I would venture to say that you are ProLife when it comes to your friends and family members. It is very unlikely that you would be willing for someone to “make a choice” to pull your nephew’s arms and legs off and crush his skull or to have digoxin injected into your co-workers heart, causing a heart attack so that she would die within a few hours from the excruciating pain and oxygen deprivation. These are two common abortion procedures.
I’m pretty sure you are a person that would not want a two-year old to be placed into a vat of poison that would burn her skin and mucous membranes causing a slow, painful death that would take anywhere from an hour to 3 days. This is another abortion procedure.

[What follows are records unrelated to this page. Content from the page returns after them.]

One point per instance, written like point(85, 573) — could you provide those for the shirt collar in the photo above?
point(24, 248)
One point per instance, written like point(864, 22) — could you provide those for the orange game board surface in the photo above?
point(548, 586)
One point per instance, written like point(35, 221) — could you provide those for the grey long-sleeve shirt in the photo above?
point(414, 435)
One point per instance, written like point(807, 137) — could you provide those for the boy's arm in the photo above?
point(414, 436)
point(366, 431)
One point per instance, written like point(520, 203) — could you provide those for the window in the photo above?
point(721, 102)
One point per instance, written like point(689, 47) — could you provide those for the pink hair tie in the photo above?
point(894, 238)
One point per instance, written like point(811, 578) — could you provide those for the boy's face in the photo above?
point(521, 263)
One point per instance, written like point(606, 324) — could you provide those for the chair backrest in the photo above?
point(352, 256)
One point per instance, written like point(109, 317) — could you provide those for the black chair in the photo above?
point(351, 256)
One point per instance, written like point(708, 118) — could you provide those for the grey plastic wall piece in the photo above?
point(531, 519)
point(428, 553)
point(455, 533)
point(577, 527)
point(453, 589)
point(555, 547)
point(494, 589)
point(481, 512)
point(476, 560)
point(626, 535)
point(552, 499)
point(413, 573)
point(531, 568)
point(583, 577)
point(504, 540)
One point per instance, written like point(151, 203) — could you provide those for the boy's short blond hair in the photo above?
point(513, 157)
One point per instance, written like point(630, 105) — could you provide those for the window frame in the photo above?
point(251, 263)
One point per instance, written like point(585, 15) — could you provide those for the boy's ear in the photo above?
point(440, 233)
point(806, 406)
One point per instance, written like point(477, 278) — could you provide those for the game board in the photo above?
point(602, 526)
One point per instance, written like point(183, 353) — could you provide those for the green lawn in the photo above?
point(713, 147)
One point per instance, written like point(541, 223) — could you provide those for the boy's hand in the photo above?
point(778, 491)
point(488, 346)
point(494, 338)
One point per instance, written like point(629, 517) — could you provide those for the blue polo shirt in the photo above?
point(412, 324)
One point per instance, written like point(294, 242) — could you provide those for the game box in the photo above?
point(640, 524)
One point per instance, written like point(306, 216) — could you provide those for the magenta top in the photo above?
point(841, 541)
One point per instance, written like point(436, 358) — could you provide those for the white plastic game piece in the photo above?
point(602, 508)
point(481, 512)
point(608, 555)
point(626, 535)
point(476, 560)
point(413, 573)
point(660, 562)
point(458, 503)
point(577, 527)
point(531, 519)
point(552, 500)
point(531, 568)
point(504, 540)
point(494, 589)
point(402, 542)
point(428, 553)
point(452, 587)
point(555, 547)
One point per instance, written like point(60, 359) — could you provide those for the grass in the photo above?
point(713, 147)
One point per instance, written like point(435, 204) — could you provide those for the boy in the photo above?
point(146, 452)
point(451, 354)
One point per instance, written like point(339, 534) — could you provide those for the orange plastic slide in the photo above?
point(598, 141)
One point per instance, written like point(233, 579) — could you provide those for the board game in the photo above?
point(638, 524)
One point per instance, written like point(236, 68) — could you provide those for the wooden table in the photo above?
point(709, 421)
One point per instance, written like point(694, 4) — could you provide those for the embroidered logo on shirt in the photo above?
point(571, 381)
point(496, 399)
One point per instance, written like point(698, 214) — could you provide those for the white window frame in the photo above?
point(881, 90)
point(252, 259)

So, what age would it be appropriate to take such actions? Or is it that you don’t personally have a connection to the people to whom these atrocities are being committed?
Should only those who are perfect and beautiful, productive and smart be provided protection under the law? Who determines this criteria?
Wouldn’t that exclude a huge swath of people? What about your grandmother or your great aunt? When they are no longer providing a service to humanity, should they no longer be protected from imposed death? What if they were ill or disabled?
As a candidate for public office, you are agreeing to take on enormous responsibilities. If elected, you will have great influence. You will have the ability to enact laws that either protect innocent life or protect those who would murder the most vulnerable of our society.
If only the person contracted to kill another can see the person being killed, does that make it ok? Only the abortion facility staff ever see their victims. So, is that what makes it ok to kill the most vulnerable of our society?
Maybe it is ok to kill older people or the disabled, if we use their remains to power electric plants. Or in some other way, make a person deemed useless useful by taking their body parts after we kill them and using the for research or mulch.
If you believe that people should be protected from imposed death, then you are ProLife. I hope you will think about the scenarios depicted herein. This happens every day.
I would be very happy to meet with you or talk at any time about how you might be able to protect people from murder, so that we do not see a future like that of Nazi Germany.
You have a chance to be a tower of hope in a time of great importance. Will you be lifted up above the base to protect people?
What would you say in response to this letter?